Whilst the mechanics of the investment strategy may differ, our philosophy abides by the following five key principles:
One size doesn’t fit all
We believe that whilst clients can share similar characteristics the most striking similarity is the uniqueness of individual situations, needs and objectives. As such, we do not believe that one investment strategy fits all.
Risk and Return go hand in hand
A basic assumption of investing is that in order to achieve higher returns, an investor will often need to incur higher risk. Although there is much truth in this statement, risk is multifaceted, and it is important that we understand the various risks and how they can be managed to achieve client objectives.
The impact of risk can vary greatly during an investment journey and whilst we do not believe risk should be feared, we will incorporate various risk management approaches where appropriate.
By incorporating strategies that are tailored to investor needs, we aim to ensure appropriate risks are taken in order to achieve the kind of returns that investors seek.
Don’t put your eggs in one basket
Diversification is at the heart of our approach and is widely considered an effective and measured technique to mitigate non-systematic risk.
Whilst there is inherent risk in every investment, these risks are not always clear and obvious. The use of a well-diversified portfolio allows investors to spread risk across various asset classes, industries and geographic locations, and reduces the risk of concentrated losses.

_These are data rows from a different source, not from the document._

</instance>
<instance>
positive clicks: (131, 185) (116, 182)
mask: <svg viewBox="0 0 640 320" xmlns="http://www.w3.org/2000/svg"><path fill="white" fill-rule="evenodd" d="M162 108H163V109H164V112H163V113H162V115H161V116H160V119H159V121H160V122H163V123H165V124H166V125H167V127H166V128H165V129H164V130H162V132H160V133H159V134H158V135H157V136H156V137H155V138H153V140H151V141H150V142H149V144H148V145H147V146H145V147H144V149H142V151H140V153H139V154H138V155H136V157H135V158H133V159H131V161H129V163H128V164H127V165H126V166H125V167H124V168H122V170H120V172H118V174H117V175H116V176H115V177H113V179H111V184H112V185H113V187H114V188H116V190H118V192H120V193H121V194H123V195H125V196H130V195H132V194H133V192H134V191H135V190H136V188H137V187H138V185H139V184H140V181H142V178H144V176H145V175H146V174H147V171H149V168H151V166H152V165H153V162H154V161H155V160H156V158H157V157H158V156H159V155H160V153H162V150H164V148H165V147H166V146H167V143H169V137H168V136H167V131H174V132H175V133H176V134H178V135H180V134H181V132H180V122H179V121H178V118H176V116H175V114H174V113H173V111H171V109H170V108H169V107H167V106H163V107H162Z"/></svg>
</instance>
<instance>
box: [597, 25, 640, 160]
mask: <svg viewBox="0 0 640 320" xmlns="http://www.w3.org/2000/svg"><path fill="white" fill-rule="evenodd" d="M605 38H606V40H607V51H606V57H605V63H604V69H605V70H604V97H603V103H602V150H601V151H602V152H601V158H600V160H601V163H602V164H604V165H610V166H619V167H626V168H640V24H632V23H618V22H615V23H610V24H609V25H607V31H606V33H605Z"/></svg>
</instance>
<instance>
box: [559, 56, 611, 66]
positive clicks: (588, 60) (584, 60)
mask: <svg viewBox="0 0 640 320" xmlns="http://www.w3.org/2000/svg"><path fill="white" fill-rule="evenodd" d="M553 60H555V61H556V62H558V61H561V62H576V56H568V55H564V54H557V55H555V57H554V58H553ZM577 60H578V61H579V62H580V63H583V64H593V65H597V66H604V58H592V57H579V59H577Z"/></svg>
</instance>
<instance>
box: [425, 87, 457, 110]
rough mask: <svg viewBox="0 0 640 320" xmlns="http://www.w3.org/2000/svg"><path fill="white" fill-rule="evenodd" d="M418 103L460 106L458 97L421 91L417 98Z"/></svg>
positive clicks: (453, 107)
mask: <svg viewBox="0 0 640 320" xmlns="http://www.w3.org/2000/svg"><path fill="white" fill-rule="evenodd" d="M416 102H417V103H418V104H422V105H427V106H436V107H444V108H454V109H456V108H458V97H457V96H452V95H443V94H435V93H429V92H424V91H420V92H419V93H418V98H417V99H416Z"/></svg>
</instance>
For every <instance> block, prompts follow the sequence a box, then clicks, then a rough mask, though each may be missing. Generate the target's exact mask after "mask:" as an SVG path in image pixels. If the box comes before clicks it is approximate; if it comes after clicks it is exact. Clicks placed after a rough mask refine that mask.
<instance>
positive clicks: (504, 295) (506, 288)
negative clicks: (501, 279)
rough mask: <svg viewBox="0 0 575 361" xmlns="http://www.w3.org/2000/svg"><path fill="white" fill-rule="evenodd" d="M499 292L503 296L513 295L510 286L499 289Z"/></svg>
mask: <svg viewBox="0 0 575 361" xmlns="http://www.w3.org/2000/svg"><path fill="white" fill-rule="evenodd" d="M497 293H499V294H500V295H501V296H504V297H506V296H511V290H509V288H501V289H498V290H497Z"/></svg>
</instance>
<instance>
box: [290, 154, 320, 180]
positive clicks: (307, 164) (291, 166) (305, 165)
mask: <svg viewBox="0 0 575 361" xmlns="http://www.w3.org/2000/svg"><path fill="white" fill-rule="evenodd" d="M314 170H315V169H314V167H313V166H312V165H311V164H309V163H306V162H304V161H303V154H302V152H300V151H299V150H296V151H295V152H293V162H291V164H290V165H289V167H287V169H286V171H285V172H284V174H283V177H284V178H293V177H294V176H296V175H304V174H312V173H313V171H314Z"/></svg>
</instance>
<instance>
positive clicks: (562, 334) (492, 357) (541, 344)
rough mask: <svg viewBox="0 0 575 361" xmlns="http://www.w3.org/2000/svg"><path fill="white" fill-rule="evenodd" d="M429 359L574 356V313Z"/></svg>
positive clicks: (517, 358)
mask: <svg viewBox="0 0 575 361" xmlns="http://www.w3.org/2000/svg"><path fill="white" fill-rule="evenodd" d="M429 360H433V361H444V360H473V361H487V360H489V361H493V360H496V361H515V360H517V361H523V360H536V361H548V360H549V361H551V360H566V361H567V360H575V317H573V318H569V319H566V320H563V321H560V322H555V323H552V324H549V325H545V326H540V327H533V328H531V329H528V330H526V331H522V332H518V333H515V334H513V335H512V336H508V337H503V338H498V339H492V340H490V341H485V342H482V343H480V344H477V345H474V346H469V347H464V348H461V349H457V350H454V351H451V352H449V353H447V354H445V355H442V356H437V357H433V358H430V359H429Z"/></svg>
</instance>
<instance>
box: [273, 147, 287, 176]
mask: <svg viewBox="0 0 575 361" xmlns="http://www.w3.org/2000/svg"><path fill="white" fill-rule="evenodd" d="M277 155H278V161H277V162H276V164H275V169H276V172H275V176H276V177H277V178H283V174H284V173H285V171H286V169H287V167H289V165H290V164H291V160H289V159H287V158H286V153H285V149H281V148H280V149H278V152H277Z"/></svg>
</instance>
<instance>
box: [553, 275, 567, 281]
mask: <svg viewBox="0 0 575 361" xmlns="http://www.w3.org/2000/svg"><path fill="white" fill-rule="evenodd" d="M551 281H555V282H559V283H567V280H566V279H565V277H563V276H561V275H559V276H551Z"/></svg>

Our various investment partners may have differing opinions, styles and approaches, but all remain consistent in their aim to achieve long-term growth through the use of well diversified portfolios.

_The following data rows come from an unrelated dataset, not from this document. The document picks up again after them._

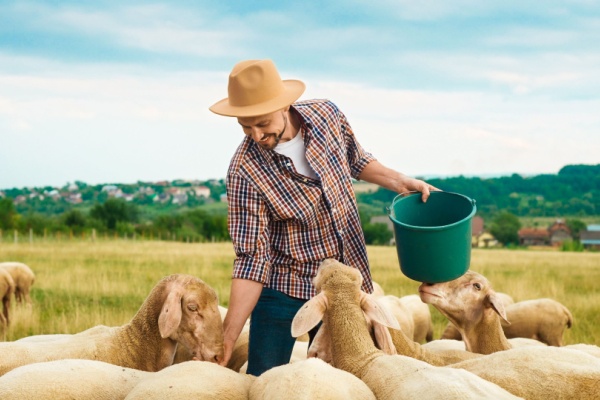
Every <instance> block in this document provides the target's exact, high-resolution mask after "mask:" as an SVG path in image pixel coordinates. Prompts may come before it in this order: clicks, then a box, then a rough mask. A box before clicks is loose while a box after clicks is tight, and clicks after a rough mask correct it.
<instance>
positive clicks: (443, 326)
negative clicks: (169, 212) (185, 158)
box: [0, 240, 600, 345]
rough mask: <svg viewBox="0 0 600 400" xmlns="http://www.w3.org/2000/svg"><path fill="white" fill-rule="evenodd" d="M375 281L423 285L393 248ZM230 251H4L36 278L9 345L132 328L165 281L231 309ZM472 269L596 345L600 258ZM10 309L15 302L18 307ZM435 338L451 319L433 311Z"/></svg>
mask: <svg viewBox="0 0 600 400" xmlns="http://www.w3.org/2000/svg"><path fill="white" fill-rule="evenodd" d="M368 253H369V259H370V261H371V268H372V273H373V278H374V279H375V280H376V281H377V282H378V283H379V284H380V285H381V286H382V287H383V289H384V290H385V291H386V293H388V294H394V295H396V296H404V295H408V294H416V293H417V287H418V285H419V283H418V282H415V281H412V280H410V279H408V278H406V277H405V276H404V275H402V273H401V272H400V268H399V264H398V259H397V256H396V249H395V247H369V248H368ZM233 258H234V254H233V249H232V246H231V244H230V243H203V244H198V243H194V244H186V243H178V242H159V241H131V240H129V241H128V240H107V241H104V240H100V241H96V242H94V243H92V242H89V241H58V242H45V243H44V242H40V243H33V244H29V243H20V244H0V261H21V262H24V263H26V264H28V265H29V266H30V267H31V268H32V269H33V270H34V272H35V273H36V282H35V284H34V286H33V289H32V298H33V306H32V307H31V308H27V307H16V306H15V305H14V304H13V307H12V308H13V314H12V315H13V320H12V323H11V326H10V328H9V330H8V332H7V337H6V339H7V340H15V339H19V338H21V337H24V336H29V335H37V334H47V333H75V332H80V331H82V330H84V329H87V328H89V327H92V326H95V325H99V324H103V325H109V326H115V325H121V324H124V323H126V322H127V321H129V320H130V319H131V317H132V316H133V315H134V314H135V312H136V311H137V310H138V308H139V306H140V305H141V304H142V302H143V301H144V299H145V298H146V296H147V295H148V293H149V292H150V290H151V289H152V287H153V286H154V285H155V284H156V283H157V282H158V281H159V280H160V279H161V278H162V277H164V276H166V275H169V274H173V273H187V274H192V275H195V276H198V277H199V278H201V279H203V280H204V281H205V282H207V283H208V284H210V285H211V286H212V287H213V288H214V289H215V290H216V291H217V294H218V296H219V299H220V303H221V304H222V305H223V306H227V305H228V301H229V284H230V276H231V267H232V263H233ZM471 260H472V262H471V269H472V270H474V271H477V272H480V273H482V274H483V275H485V276H486V277H487V278H488V279H489V280H490V281H491V282H492V284H493V286H494V288H495V289H496V290H497V291H501V292H505V293H507V294H510V295H511V296H512V297H513V298H514V299H515V300H516V301H520V300H526V299H532V298H539V297H550V298H553V299H555V300H558V301H560V302H561V303H563V304H564V305H566V306H567V307H568V308H569V309H570V310H571V312H572V313H573V316H574V325H573V327H572V328H571V329H569V330H567V332H566V334H565V343H566V344H571V343H590V344H596V345H600V321H599V318H598V316H599V315H600V290H599V289H598V288H599V284H600V253H566V252H557V251H524V250H512V251H511V250H478V249H475V250H473V252H472V256H471ZM13 303H14V301H13ZM431 310H432V316H433V319H434V325H435V334H434V337H435V338H439V336H440V334H441V332H442V330H443V328H444V327H445V325H446V319H445V317H443V316H442V315H441V314H440V313H439V312H438V311H437V310H436V309H434V308H431Z"/></svg>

Think long term and be patient
As is true in life, the same can be said for investments – there is often no quick and easy method to achieve success. Although there will always be exceptions to the rule, we believe that patience in investing is definitely a virtue.
Warren Buffett, one of the most successful investors of his generation, once said, “The stock market is a device for transferring money from the impatient to the patient.” If you want to be a good investor, patience is key.

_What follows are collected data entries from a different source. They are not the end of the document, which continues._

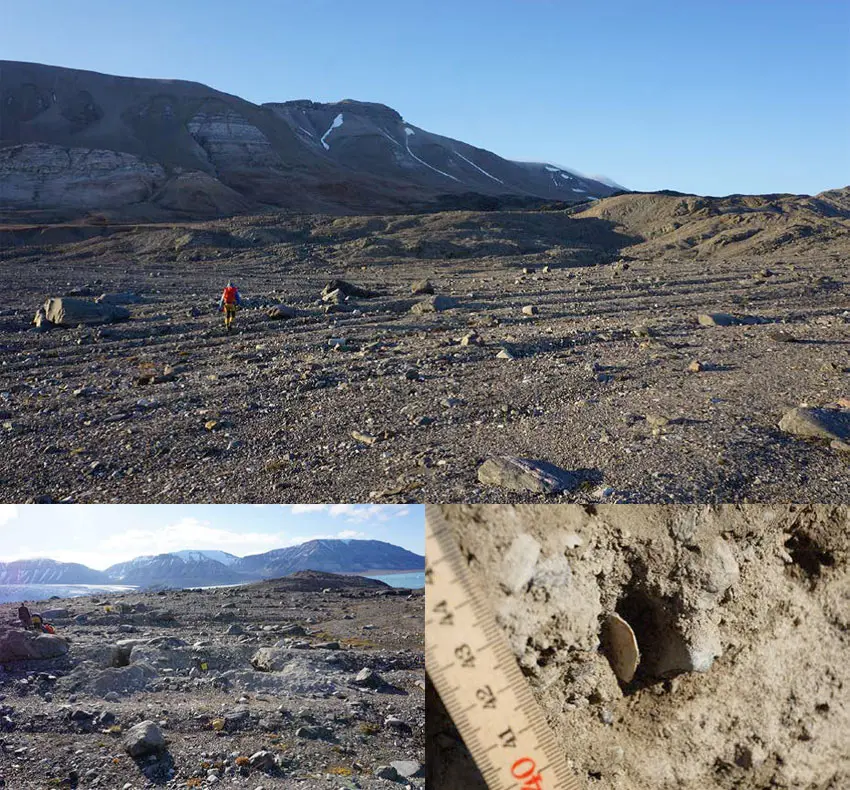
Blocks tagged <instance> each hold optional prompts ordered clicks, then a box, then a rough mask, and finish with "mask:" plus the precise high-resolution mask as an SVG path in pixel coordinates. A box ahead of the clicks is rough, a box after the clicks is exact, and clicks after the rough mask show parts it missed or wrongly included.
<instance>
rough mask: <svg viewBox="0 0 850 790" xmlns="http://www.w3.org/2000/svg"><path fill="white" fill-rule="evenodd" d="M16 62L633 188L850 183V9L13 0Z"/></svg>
mask: <svg viewBox="0 0 850 790" xmlns="http://www.w3.org/2000/svg"><path fill="white" fill-rule="evenodd" d="M0 57H2V58H5V59H9V60H29V61H36V62H42V63H50V64H54V65H61V66H70V67H75V68H85V69H93V70H96V71H103V72H107V73H115V74H123V75H131V76H145V77H162V78H180V79H189V80H196V81H199V82H204V83H206V84H208V85H212V86H213V87H215V88H218V89H220V90H224V91H227V92H230V93H235V94H238V95H240V96H242V97H243V98H246V99H249V100H250V101H254V102H264V101H284V100H288V99H295V98H310V99H313V100H315V101H336V100H339V99H343V98H353V99H361V100H368V101H376V102H383V103H385V104H388V105H390V106H392V107H394V108H395V109H397V110H398V111H399V112H401V114H402V115H403V116H405V118H406V119H407V120H408V121H410V122H411V123H414V124H416V125H418V126H421V127H422V128H425V129H428V130H430V131H434V132H439V133H442V134H445V135H448V136H451V137H455V138H459V139H462V140H464V141H466V142H469V143H472V144H474V145H478V146H481V147H484V148H489V149H490V150H493V151H495V152H496V153H498V154H500V155H502V156H506V157H509V158H514V159H524V160H536V161H547V162H553V163H555V164H559V165H561V166H564V167H571V168H574V169H576V170H579V171H581V172H584V173H587V174H591V175H593V174H600V173H601V174H604V175H607V176H609V177H610V178H613V179H615V180H616V181H618V182H620V183H621V184H624V185H625V186H627V187H629V188H632V189H646V190H649V189H661V188H670V189H678V190H681V191H690V192H697V193H700V194H728V193H733V192H756V193H759V192H805V193H810V194H811V193H816V192H818V191H821V190H824V189H828V188H833V187H838V186H843V185H846V184H848V183H850V101H848V97H850V3H848V2H847V0H711V1H710V2H709V1H708V0H704V1H700V0H686V1H685V2H683V1H682V0H642V2H636V1H635V0H606V1H605V2H599V3H591V2H586V1H584V0H582V2H570V1H569V0H452V1H451V2H449V1H448V0H429V3H427V4H424V3H400V2H397V0H392V2H390V0H253V1H252V0H245V1H244V2H240V3H233V2H230V0H227V1H226V2H225V0H180V2H173V1H172V0H147V2H145V3H116V2H114V0H80V2H74V3H69V2H59V1H58V0H39V2H35V3H21V2H20V0H15V1H14V2H12V0H0Z"/></svg>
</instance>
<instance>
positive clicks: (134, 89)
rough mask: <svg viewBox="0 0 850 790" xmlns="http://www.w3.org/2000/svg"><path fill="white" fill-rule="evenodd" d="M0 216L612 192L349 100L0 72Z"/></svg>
mask: <svg viewBox="0 0 850 790" xmlns="http://www.w3.org/2000/svg"><path fill="white" fill-rule="evenodd" d="M0 106H2V108H3V111H2V114H0V192H2V195H3V198H4V200H3V203H4V204H6V205H5V207H6V208H13V209H18V210H26V209H30V210H36V209H59V210H62V211H64V212H66V214H67V215H68V216H69V217H70V216H78V215H85V214H86V213H88V212H107V213H111V214H112V215H113V216H114V215H116V214H121V215H124V216H126V215H128V214H131V215H135V216H136V217H139V218H142V217H146V218H150V219H163V218H166V217H181V218H187V217H197V218H202V217H210V216H222V215H230V214H237V213H245V212H256V211H258V210H260V209H262V208H263V207H266V206H274V207H279V208H284V209H290V210H293V211H298V212H308V213H325V212H329V213H387V212H393V211H401V210H410V209H411V208H415V207H417V206H418V207H423V206H426V205H429V204H434V205H436V204H437V203H439V202H440V201H443V202H445V201H446V199H447V198H451V197H452V196H455V197H458V196H467V197H466V198H465V199H466V200H468V199H469V196H470V195H472V196H474V195H478V196H489V197H490V198H497V197H510V198H514V199H516V198H517V197H522V198H533V199H537V200H541V201H563V202H567V203H577V202H583V201H587V200H589V199H594V198H600V197H605V196H608V195H611V194H614V193H615V192H617V191H619V190H620V189H621V187H619V186H617V185H613V186H612V185H611V183H612V182H608V181H607V180H606V182H603V181H601V180H596V179H593V178H589V177H585V176H582V175H580V174H578V173H577V172H574V171H571V170H568V169H566V168H563V167H558V166H556V165H550V164H546V163H536V162H515V161H511V160H508V159H504V158H502V157H500V156H498V155H497V154H495V153H492V152H490V151H487V150H485V149H483V148H478V147H475V146H472V145H469V144H467V143H464V142H461V141H459V140H453V139H451V138H448V137H444V136H442V135H439V134H434V133H432V132H428V131H426V130H424V129H422V128H420V127H418V126H416V125H414V124H412V123H410V122H408V121H406V120H405V119H404V118H402V116H401V115H400V114H399V113H398V112H397V111H396V110H394V109H392V108H390V107H387V106H385V105H383V104H378V103H375V102H363V101H354V100H351V99H347V100H344V101H340V102H335V103H330V104H322V103H318V102H312V101H309V100H294V101H283V102H270V103H267V104H262V105H257V104H252V103H251V102H248V101H245V100H244V99H240V98H239V97H237V96H232V95H230V94H227V93H223V92H221V91H217V90H215V89H214V88H210V87H208V86H206V85H202V84H200V83H197V82H187V81H183V80H156V79H139V78H133V77H117V76H112V75H107V74H100V73H98V72H93V71H83V70H79V69H69V68H62V67H58V66H48V65H43V64H39V63H24V62H18V61H0Z"/></svg>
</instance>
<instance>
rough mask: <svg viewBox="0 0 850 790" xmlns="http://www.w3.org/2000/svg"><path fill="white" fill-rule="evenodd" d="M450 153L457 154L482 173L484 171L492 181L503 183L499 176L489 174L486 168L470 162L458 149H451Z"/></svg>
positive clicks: (484, 173)
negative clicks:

Being disciplined goes hand in hand with thinking long-term and being patient. Whilst we understand this can be easier said than done, we believe it is vitally important to remain disciplined and not succumb to impatience, emotional decision making or pay too much attention to often irrelevant and inflammatory market noise.
The most successful investors understand that to generate good long-term returns takes time, patience and confidence in the long-term growth potential of global markets.
Our investment partners share this sentiment and stick to making rational decisions when constructing investment solutions. Decisions are based on stringent research and logic by market-leading experts.
How the Key Principles benefit our clients
Our principles aim to provide a framework in which we can deliver consistent yet bespoke financial planning to meet our client’s objectives. These principles not only adopt widely accepted methods of assessing and mitigating risks, but also aim to educate our clients when planning their financial wellbeing and achieving their goals.
The value of investments can go down as well as up and you may get back less than the amount invested.